See, I just told myself that I need to read this book...decision made :)

Jenners said...

Thank you for this. I need to read this. Just one question: print or audio? I wasn't sure how you read it? I'm guessing print?

Heidenkind said...

My mom works in a bank (actually a credit union), and in 2001 she was saying allowing banks to speculate would lead to a financial collapse. It's really only common sense. Yet the law banning it that FDR put in place as part of the New Deal still hasn't been renewed. I guess as long as some people are making money... :[

Ryan said...

You had me at "Michael Lewis..."

Julie P. said...

Insane, right? Truth is stranger than fiction.

The Bumbles said...

I work for a Financial Planner.
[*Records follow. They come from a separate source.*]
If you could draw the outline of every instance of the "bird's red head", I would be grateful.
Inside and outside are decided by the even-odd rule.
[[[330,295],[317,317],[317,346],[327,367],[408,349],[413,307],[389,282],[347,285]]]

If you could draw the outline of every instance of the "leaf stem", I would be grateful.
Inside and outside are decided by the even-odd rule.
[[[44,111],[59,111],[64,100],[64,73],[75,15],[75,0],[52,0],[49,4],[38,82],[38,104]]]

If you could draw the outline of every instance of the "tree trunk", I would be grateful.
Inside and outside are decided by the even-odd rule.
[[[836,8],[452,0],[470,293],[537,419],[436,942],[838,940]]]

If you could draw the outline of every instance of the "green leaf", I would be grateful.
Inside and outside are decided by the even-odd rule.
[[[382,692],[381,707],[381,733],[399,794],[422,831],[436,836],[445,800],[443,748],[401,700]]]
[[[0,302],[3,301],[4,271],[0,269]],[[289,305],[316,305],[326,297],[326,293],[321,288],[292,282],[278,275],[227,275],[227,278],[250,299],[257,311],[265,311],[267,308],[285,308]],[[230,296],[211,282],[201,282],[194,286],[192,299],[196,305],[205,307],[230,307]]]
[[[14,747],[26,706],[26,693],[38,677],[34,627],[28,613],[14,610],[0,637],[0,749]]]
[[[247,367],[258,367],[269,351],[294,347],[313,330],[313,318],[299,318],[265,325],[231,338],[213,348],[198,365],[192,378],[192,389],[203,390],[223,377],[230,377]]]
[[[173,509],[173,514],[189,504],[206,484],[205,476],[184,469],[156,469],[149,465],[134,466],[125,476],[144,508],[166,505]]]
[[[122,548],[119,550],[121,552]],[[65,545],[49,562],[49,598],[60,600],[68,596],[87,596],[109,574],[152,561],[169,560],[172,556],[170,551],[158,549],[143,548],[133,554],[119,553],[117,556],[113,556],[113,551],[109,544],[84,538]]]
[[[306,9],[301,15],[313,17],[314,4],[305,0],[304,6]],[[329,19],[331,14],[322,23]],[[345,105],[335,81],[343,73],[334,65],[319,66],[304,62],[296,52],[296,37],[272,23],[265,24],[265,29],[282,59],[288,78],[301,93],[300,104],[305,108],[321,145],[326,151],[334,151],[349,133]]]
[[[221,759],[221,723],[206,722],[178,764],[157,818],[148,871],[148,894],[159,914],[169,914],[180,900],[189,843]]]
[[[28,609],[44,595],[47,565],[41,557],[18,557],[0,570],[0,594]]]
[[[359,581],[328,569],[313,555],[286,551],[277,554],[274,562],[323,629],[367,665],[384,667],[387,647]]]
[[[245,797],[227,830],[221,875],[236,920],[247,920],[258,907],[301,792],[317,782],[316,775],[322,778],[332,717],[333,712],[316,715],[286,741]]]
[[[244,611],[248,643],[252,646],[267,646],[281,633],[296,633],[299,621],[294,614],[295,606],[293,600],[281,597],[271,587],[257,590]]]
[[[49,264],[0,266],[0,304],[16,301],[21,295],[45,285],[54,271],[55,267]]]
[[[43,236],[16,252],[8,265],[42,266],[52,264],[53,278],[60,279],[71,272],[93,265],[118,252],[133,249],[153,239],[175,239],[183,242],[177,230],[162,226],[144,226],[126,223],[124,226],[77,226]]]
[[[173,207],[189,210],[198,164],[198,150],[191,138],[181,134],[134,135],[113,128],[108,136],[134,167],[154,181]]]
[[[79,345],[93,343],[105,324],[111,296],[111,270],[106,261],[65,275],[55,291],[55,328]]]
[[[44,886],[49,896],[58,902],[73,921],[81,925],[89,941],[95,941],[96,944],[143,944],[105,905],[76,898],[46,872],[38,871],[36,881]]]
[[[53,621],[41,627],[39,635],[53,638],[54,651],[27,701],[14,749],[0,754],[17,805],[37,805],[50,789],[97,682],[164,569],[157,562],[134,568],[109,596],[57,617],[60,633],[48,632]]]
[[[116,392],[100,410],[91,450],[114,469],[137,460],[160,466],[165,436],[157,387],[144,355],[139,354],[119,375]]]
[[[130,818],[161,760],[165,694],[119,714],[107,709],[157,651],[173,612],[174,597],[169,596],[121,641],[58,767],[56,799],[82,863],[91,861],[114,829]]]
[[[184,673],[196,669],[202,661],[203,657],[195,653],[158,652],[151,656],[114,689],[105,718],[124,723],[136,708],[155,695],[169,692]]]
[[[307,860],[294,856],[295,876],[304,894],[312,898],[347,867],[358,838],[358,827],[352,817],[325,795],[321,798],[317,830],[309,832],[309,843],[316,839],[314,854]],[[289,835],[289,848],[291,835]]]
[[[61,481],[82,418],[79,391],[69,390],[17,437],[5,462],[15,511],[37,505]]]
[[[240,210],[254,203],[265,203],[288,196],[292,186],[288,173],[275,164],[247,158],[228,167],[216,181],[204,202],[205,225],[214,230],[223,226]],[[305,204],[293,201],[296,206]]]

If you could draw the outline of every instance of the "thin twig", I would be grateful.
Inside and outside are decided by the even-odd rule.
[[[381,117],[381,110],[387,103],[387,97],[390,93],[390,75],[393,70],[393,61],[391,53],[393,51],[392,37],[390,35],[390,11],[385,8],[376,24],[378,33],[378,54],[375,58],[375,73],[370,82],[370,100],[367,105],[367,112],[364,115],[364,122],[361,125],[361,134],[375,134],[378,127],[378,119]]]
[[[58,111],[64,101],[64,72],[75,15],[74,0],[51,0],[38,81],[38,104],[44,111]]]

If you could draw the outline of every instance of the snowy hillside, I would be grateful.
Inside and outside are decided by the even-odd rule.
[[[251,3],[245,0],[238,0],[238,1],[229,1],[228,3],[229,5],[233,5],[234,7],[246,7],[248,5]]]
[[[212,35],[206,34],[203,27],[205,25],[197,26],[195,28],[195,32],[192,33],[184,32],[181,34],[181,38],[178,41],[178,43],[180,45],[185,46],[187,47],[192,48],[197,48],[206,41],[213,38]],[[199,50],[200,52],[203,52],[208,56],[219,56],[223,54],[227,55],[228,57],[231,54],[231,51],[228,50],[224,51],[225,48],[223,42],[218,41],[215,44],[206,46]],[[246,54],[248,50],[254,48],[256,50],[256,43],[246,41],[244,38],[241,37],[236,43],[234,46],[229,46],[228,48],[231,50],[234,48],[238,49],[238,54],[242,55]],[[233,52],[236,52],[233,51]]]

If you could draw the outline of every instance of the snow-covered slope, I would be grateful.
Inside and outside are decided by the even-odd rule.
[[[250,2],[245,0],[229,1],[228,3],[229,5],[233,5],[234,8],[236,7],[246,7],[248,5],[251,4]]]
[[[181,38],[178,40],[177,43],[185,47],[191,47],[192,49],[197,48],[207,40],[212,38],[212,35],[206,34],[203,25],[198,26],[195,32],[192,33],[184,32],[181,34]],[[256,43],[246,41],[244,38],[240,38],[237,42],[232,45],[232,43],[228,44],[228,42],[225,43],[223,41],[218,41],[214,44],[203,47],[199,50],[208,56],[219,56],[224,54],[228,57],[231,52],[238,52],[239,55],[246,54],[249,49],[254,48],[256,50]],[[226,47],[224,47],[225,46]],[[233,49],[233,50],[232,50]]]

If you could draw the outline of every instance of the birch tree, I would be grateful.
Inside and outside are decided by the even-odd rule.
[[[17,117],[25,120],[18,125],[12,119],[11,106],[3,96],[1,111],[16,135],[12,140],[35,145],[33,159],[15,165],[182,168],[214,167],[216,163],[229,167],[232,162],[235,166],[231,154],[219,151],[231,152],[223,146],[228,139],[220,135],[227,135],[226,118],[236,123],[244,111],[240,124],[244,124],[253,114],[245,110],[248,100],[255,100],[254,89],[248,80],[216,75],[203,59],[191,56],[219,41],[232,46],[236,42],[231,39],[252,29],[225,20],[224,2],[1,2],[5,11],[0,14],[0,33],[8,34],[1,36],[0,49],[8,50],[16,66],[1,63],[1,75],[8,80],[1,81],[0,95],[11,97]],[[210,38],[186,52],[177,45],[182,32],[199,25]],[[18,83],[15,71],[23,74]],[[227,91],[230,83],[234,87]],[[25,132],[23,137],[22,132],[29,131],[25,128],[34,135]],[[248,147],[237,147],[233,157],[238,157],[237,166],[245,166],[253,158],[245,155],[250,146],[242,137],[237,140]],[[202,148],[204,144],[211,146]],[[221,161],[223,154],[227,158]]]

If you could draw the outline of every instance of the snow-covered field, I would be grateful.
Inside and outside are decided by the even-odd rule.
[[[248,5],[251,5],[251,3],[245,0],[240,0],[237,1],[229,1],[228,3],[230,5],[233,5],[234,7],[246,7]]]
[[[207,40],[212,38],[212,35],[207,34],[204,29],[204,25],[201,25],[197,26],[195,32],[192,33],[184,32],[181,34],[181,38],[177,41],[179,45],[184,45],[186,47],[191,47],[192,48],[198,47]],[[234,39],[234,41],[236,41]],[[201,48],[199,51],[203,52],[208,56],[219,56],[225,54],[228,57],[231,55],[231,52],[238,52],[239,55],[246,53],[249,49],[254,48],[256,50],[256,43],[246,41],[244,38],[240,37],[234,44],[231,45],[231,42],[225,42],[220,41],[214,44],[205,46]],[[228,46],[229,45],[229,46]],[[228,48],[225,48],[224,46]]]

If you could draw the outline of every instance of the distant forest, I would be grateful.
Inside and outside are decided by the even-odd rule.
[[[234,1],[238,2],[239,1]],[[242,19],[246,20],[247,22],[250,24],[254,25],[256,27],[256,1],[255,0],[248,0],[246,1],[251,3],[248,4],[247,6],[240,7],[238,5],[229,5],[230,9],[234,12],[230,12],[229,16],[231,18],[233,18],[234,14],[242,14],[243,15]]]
When he went into surgery for cancer and was completely unavailable for 2 weeks, the market crashed. Guess who had to handle scared investors by herself? Moi. Thankfully, our clients were already properly positioned for their retirement and risk. But that didn't mean they weren't freaking out to make sure. I would love to read this book. That entire situation really pissed me off. Greed. Preying on ignorance. And ignorance leading to the screwing over of all levels of financial sophistication. Grrr!!! Great review!

Melissa said...

I love well done non-fiction, and while I'm not terribly interested in financial things, your review did catch my attention.

Kathleen said...

We all need to read this. It is our lack of understanding about what the government and banks were doing that helped us into this mess. Now that we are more aware I'd like to think we can do something about it but I think we are going to be living with this mess for years to come.